When Leo Varadkar stated that one person’s rent is another person’s income, he was vilified by the left for speaking a simple fact of truth. This goes to the whole heart of why so many rental-property owners are selling up.

In the real world, small-time landlords provide an indispensable service within the community. I personally would like to stay in the market and continue to rent out my property to the family living there, but the constant bureaucratic changes which are retrospectively applied to my contract with my tenant, along with the punitive 52pc rate of tax I pay on my income, means that it is simply just not viable for me to continue to do so.

The whole rental issue and landlords leaving the market could be solved in the morning if the Government introduced a 10pc rate of tax for all landlords who sign up to rent their properties for 10 years — and if they stop introducing legislation that only ever favours the tenant.

Eoin O’Dubh, Delgany, Co Wicklow

​Who today can equal Michael Davitt?

Sir — That any politician would even countenance evicting a person shows how remote they have become from our nation’s history. Along the west of Ireland one would have expected at least one politician to stand up. Michael Davitt has no modern equal.

We live in one of the wealthiest countries in the world. Shame on you cowardly backbenchers and Independents.

Tony O’Gorman, Clonmackin, Co Limerick

​Well-meaning words won’t house people

Sir — Watching those parades of protest in the various cities of late I couldn’t help wondering just what was meant by the slogan “Housing for all”. Who are “all”? All in Ireland? All in Ukraine? All in Africa?

It’s very easy for well-meaning marchers to make emotional appeals on the streets that most people can in principle agree with, but a blanket “all” can’t possibly be housed.
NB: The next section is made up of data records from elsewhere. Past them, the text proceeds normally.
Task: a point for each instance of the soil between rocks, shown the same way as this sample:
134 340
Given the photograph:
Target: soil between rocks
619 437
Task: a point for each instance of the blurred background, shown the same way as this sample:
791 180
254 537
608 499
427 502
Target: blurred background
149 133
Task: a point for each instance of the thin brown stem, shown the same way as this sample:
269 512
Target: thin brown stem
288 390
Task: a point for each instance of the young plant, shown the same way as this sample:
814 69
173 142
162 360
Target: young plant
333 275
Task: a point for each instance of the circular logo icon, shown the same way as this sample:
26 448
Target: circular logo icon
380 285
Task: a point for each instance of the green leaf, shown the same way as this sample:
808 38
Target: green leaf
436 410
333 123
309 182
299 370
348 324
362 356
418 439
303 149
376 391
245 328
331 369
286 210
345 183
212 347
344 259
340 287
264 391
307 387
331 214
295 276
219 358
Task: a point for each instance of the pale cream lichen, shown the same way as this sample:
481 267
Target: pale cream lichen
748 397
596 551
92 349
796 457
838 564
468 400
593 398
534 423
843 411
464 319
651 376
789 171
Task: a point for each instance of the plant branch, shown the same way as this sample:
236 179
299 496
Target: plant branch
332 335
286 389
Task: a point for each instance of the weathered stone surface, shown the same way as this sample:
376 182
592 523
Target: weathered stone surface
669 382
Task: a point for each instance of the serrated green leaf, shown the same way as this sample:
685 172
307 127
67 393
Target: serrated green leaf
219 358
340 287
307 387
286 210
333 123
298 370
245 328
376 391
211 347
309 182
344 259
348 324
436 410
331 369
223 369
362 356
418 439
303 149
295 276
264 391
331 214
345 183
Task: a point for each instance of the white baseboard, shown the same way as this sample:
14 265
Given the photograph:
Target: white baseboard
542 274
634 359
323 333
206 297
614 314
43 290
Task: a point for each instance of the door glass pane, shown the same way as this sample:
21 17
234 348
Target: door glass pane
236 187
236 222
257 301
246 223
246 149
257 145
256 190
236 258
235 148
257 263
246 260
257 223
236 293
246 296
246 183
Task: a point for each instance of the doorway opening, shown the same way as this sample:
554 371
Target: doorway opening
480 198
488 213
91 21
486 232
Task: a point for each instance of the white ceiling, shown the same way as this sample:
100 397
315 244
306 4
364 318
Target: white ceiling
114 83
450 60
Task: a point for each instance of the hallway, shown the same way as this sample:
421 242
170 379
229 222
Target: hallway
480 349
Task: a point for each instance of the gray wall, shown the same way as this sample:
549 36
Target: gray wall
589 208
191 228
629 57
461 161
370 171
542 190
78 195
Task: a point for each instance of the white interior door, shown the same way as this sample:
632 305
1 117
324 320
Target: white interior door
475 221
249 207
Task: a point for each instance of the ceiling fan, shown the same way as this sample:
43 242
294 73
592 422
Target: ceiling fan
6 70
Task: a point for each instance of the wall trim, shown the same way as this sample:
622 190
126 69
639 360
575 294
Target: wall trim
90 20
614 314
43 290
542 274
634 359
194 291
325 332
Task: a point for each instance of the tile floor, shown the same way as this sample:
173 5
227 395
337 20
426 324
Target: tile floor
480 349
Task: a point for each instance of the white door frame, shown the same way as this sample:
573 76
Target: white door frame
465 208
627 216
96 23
The mathematics don’t make sense, as most people know, but our politically correct times don’t allow them to say so.

Eddie Lenihan, Crusheen, Ennis, Co Clare

​Spring has sprung but we’re snowed in

Sir —Billy Ryle’s letter in last week’s Sunday Independent brought me great joy — and envy. He waxed lyrical about the bees buzzing, the birds singing and nest-building, and the trees sweetly blooming.

I smiled while reading it, then looked out my window at the mounds of snow still piled up from our never-ending winter. There’s not a bud in sight on any trees; we will be lucky to have leaves on our trees in May. Our hares change colour with the seasons and the poor things are still pure white.

This too shall pass. Spring will arrive sometime so, like the man with the wheelbarrow, we have it in front of us.

Eileen Bourassa, Calgary, Alberta, Canada

​Leave conservatism back in the 1980s

Sir — “Society in the 1980s was very different to our society today. People were more judgmental. There was a lot of shame and fear and moral judgment.” These were the words of the Cahersiveen priest in Maeve Sheehan’s fascinating story last week on the Kerry Babies case.

Those same words of “shame” and “judgment” were also to appear in David Quinn’s piece on sexual education, and they hark back to the period that Fr Larry Kelly was talking about.

Mr Quinn and his colleagues at the Iona Institute are a modern version of all that was wrong with our society in the 1980s. They have campaigned against all the referendums that have liberalised our society in the intervening 40 years and will look to do the same this November when constitutional amendments on gender and a woman’s place in the home are expected to come before the people.

Their version of Catholic conservatism has done us enough harm to last a least a lifetime. I wish they would go away.

Tom McElligott, Listowel, Co Kerry

​Who will speak for the non-religious?

Sir — David Quinn tells us that schools teaching about consent may be “teaching children something that is contrary to parental wishes”.

I never wished for my child to be taught the religion which controls 90pc of our primary schools. An increasing number of parents do not wish for their children to be taught according to Mr Quinn’s beliefs.

Will he campaign to vindicate their rights?

Bernie Linnane, Dromahair, Co Leitrim

​A friend indeed to our dogs in need

Sir — It was so sad to hear of the death of Paul O’Grady, such a gentle human being and a marvellous advocate for abused and abandoned animals. He had charisma, generosity and, most of all, compassion.